Kumiki Gibson is a lawyer, originally from Buffalo, New York. She was named Counsel to the Governor of New York State by Governor Andrew Cuomo on September 3, 2019. She was previously the Chief Counsel to 45th Vice President of the United States Al Gore and formerly the Vice President and General Counsel of Johns Hopkins University.

Prior to serving as a State executive, Gibson served as Senior Vice President of Administration and Governance, Chief Governance Officer, and Counselor to the President of the National Urban League, where she oversaw the development of a new strategy to advance the mission of the civil rights organization. She was also a litigation partner at Williams & Connolly, a Washington, D.C. law firm.
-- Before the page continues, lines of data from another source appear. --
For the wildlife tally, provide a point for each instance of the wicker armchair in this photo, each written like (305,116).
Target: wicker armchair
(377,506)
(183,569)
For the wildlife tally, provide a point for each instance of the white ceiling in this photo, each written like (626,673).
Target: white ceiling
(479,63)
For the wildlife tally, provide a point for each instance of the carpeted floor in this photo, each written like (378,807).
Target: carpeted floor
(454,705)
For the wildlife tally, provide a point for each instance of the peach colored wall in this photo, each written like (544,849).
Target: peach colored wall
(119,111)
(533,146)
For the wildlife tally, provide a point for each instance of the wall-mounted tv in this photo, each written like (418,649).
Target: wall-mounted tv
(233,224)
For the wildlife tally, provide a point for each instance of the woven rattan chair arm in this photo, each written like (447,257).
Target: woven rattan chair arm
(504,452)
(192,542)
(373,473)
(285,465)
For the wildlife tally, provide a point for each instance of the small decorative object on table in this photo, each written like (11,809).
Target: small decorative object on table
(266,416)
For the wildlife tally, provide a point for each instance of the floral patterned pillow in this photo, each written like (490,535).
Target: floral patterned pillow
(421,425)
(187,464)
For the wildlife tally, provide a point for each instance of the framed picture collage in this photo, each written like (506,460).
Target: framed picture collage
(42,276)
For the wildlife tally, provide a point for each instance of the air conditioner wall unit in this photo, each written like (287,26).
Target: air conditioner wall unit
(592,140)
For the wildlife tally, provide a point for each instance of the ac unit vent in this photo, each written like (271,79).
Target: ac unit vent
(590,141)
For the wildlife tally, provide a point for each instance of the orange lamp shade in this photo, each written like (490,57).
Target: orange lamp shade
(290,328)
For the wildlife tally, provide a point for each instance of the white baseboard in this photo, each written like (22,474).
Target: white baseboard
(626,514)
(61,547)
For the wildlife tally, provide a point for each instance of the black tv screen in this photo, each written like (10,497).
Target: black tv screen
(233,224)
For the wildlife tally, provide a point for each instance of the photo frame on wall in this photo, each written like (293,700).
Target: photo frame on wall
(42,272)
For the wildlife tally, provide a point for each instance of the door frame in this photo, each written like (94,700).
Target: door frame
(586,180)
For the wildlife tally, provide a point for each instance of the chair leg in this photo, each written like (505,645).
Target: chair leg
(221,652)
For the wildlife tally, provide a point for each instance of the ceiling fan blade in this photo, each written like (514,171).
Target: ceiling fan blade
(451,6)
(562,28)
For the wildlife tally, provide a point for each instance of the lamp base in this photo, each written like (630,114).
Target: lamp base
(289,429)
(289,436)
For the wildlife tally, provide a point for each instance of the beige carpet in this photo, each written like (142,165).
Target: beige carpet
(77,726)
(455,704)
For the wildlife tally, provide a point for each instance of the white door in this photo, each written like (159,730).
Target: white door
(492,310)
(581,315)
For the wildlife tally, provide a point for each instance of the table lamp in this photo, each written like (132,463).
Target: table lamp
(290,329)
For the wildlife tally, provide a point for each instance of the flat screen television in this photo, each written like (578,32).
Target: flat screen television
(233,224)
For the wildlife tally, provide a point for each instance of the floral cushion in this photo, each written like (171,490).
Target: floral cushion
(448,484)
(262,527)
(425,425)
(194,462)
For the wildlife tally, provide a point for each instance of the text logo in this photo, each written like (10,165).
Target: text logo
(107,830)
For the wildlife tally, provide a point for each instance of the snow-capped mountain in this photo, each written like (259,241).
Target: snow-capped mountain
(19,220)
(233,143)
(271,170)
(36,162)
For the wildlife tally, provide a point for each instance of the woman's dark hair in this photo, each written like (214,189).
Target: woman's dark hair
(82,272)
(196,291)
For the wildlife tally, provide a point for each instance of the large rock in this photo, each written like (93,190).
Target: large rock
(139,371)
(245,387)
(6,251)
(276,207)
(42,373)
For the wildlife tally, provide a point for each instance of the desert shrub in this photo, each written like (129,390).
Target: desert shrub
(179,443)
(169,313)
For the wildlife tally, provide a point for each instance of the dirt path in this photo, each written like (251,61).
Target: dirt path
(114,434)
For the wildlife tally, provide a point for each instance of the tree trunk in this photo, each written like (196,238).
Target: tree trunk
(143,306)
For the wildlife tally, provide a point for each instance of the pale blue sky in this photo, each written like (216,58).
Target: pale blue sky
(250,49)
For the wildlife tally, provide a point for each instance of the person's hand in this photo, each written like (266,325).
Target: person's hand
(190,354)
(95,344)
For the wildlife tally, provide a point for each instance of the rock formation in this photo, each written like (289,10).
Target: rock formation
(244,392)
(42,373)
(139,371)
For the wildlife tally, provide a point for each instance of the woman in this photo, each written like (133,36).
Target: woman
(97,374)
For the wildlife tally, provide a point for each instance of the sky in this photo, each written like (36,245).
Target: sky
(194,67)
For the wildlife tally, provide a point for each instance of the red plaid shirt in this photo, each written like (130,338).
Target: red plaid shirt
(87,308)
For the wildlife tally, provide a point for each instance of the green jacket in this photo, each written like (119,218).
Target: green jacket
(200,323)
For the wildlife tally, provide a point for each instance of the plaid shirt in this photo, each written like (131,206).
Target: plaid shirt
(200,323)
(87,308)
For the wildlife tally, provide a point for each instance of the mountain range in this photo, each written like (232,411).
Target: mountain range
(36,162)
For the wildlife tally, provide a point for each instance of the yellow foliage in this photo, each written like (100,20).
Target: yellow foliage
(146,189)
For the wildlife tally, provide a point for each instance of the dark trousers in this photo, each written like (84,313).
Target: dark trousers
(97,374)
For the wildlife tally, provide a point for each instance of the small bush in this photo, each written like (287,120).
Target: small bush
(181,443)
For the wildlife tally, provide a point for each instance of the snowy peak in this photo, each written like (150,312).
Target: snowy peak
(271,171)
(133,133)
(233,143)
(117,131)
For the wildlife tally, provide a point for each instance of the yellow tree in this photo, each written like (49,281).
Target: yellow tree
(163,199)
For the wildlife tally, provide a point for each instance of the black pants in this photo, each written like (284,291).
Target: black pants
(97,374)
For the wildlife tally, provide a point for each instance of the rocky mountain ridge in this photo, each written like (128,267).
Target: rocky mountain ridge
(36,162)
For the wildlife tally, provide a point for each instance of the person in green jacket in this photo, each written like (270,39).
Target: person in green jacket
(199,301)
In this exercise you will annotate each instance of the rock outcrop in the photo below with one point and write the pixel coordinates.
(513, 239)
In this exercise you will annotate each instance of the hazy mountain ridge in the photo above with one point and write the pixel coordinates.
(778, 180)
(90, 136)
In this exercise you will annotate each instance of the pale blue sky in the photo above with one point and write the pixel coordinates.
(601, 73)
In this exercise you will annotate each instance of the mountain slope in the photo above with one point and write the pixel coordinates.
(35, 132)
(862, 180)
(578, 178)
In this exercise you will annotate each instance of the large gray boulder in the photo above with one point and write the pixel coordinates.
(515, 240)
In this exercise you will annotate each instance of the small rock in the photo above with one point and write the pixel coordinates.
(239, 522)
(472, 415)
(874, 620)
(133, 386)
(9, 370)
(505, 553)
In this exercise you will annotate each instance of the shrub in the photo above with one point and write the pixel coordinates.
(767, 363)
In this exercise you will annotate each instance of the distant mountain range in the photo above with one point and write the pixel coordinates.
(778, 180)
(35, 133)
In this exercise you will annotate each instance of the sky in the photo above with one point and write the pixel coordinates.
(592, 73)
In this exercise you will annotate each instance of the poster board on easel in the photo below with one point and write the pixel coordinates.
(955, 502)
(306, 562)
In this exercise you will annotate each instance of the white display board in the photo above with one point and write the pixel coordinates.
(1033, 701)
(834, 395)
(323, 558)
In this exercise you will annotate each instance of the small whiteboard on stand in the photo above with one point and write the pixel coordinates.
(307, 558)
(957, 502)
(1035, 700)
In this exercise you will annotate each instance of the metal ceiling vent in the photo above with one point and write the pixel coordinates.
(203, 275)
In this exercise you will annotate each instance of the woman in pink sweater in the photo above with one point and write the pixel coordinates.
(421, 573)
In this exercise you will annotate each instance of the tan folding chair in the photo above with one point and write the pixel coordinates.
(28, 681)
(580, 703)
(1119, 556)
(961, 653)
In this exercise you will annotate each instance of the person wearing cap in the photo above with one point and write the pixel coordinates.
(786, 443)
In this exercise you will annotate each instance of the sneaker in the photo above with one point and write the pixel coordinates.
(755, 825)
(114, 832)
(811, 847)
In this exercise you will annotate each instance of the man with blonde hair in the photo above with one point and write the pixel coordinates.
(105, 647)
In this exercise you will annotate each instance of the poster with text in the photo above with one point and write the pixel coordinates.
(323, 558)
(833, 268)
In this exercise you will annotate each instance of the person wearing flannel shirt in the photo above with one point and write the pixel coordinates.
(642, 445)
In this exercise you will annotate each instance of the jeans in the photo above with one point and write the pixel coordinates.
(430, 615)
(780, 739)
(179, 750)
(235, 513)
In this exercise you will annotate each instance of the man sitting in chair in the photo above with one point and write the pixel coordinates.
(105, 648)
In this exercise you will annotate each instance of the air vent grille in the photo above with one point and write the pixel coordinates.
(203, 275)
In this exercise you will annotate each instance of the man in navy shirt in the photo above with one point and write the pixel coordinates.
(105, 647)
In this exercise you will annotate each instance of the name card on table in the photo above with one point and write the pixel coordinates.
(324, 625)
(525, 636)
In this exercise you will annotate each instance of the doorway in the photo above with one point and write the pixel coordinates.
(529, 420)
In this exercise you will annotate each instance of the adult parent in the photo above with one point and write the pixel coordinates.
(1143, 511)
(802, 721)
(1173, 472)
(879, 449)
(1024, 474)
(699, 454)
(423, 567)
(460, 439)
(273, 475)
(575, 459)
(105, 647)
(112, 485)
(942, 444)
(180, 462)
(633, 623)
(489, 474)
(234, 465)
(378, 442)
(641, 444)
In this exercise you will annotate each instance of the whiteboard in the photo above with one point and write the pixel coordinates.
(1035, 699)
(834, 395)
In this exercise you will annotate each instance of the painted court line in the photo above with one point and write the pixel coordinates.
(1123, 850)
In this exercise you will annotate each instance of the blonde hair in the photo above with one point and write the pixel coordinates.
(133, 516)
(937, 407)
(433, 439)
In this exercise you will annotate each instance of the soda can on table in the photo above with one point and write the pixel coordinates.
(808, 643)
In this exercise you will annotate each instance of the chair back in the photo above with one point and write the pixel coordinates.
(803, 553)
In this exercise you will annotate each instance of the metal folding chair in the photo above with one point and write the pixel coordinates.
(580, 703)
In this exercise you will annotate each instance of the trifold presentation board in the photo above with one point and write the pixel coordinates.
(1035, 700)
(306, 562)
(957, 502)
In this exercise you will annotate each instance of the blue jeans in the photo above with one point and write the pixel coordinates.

During the Clinton Administration, she served as legal counsel to Vice President Al Gore from 1994 to 1997. She started her trial career at the United States Department of Justice.

Gibson has served in a variety of positions in the private, not-for-profit, and public sectors, most recently as the Commissioner of the New York State Division of Human Rights, the State agency charged with enforcing the State's Human Rights Law. She was appointed to that post in January 2007 by Governor Eliot Spitzer and confirmed unanimously by the New York State Senate several months later. During her tenure as Commissioner, Gibson revamped the State agency, reducing backlogs and making it more effective in fighting systematic forms of discrimination. After Spitzer resigned from office in March 2008, Gibson tendered her resignation and left her post in April 2008.

Gibson is serving on the board of directors of the National Trust for Historic Preservation, having been one of the founding Board members of the National Trust Community Investment Corporation, having been a board member of the National Law Center on Homelessness & Poverty, and having served on the Washington, D.C. Convention Center Authority Board, the District of Columbia Commission on Judicial Disabilities and Tenure, and the Administrative Council of the United States.